Gosha Hniu sits at the album’s beating heart, layering field-recorded murmurs, wheel lyre spirals, kazoo processions, and creaking percussive objects into shifting, half-remembered landscapes. His production recalls the shadow-play of early Tangerine Dream sessions, but it’s grounded by the undercurrent of folk ritual, like a distant ritual bell heard through hail.

Maya Pik’s synthesizer lines and flute breaths drift in and out of focus, sometimes framing a simple melody like stained-glass light, other times dissolving into vaporous loops that feel both ancient and futuristic. When she switches to drum machine, the rhythms have the off-kilter precision of a clockmaker’s warped design, pushing the music forward with an almost uneasy propulsion.

Ran Nahmias moves between silent cello, the crystalline hammering of a santur, moody oud drones, and wordless vocal sighs - her instruments carved from old-world traditions yet refracted through a modernist prism. It’s as if she’s channeling the ghosts of desert caravans and medieval court musicians all at once.

Grundik Kasyansky’s feedback synthesizer smears and tears at the edges of each composition, adding a bruised, industrial rasp that keeps you alert to the tension beneath the pastoral veneer. Miguel Pérez’s guitars appear like half-remembered lullabies one moment, and erupt into smeared, celebratory noise the next. And Yoni Silver’s bass clarinet - deep, reedy, and stretched through distortion - grounds the collective’s flights of fancy in a warm, subterranean hum.

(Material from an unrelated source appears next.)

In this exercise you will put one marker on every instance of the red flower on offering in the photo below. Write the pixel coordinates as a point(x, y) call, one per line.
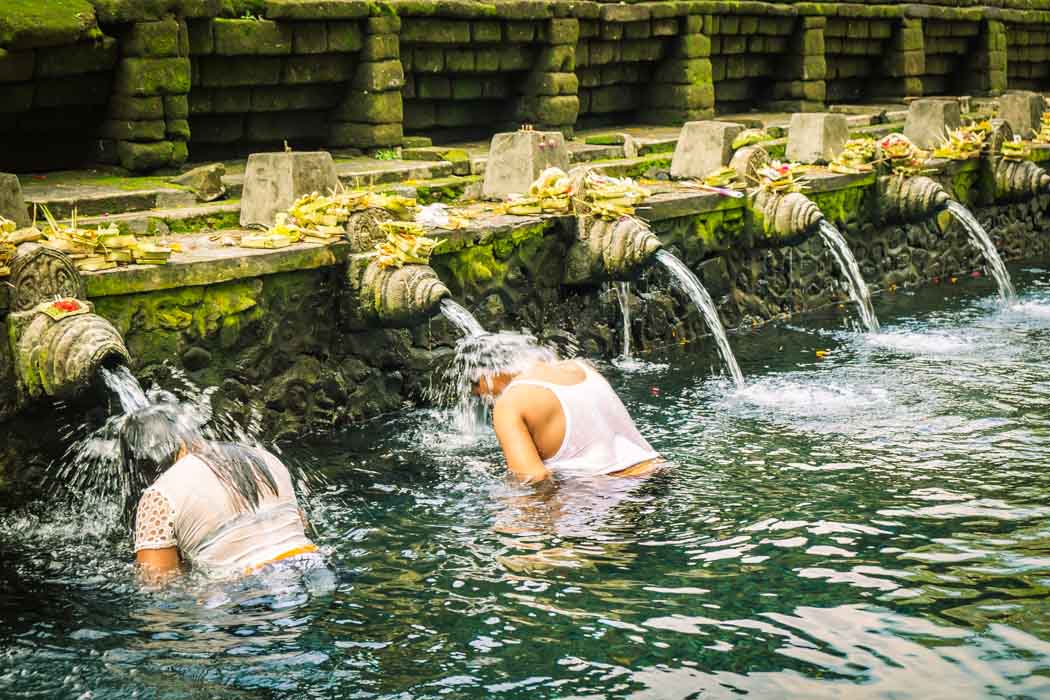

Even the track titles seem plucked from an absurdist fable: a “Tight-lipped Thief” creeps along on kazoo and field recordings, while “Cork Flight Operation” hitches a ride on squeaky percussion and drum-machine hiccups, as if attempting to abide by some secret aeronautical manual for the unorthodox aviator. “Virtue of Standing Still” paradoxically pulses with motion, its flute and synth weaving in counterpoint to the lowest electronic hums, capturing the uncanny stillness at the center of a storm.

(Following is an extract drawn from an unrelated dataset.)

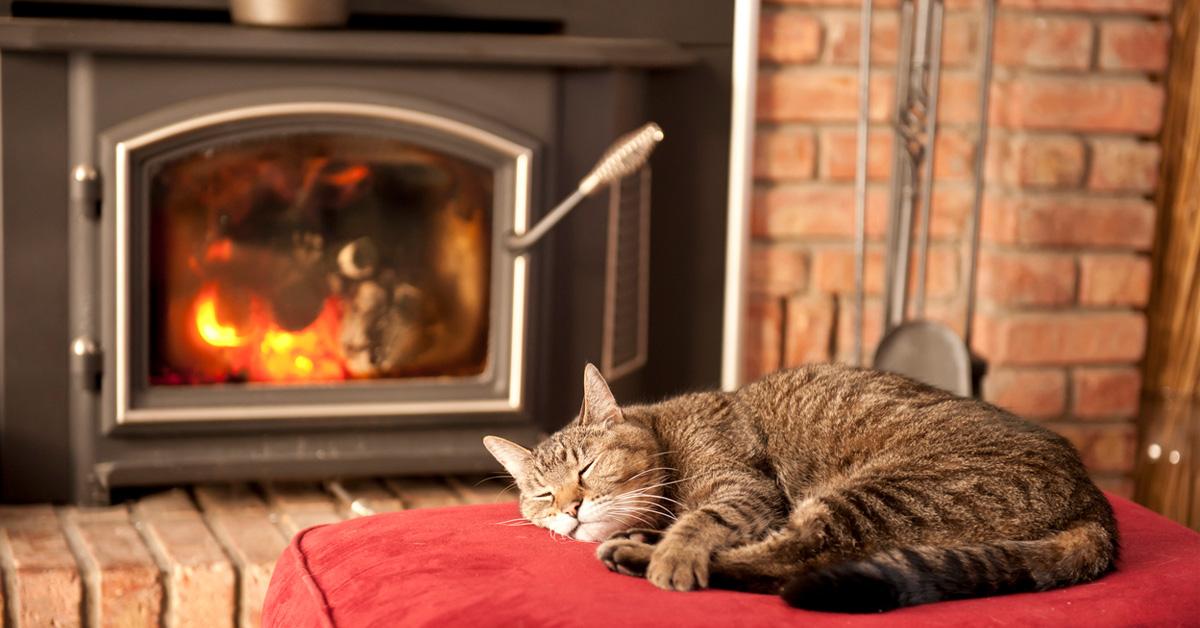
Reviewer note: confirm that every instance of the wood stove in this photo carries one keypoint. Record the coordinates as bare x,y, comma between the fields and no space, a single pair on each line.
241,253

Lyrically, the album draws on poems by Arthur Molev - fragments of Russian surrealism translated into rhythmic incantations that loop and echo. Occasionally, those murmured lines surface like the faint text on a fading manuscript, reminding us that even in the most kaleidoscopic soundworlds, meaning can be both elusive and irresistible.

Underneath it all, Garden Window Escape is a testament to collective improvisation: seven compositions recorded in a single London session, then spliced with contributions from far-flung locales. The result is neither purely folk nor strictly avant-garde electronica, but a shimmering hybrid - an ouija board of instruments that summons something uncanny, playful, and oddly comforting.

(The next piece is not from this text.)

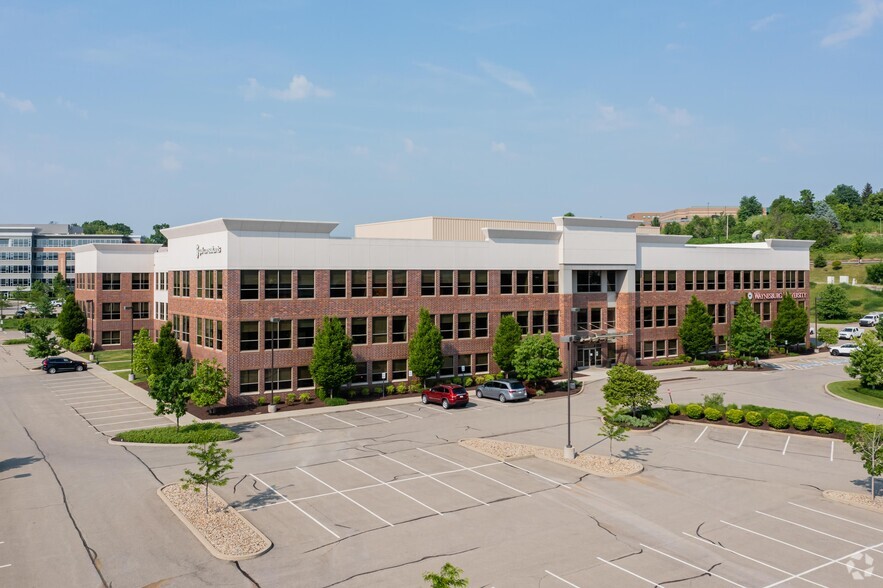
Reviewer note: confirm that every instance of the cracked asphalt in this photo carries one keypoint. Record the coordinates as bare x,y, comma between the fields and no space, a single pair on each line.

Staraya Derevnya aren’t offering easy answers here. Instead they invite you to roam their sonic greenhouse, lean in close to the strange flora of kazoo and santur, and let those half-glimpsed melodies bloom in your imagination. If the modern world feels too bright, too loud, too certain, these seven tracks might just provide the perfect escape hatch - one that leads not away from reality, but deeper into its hidden corners.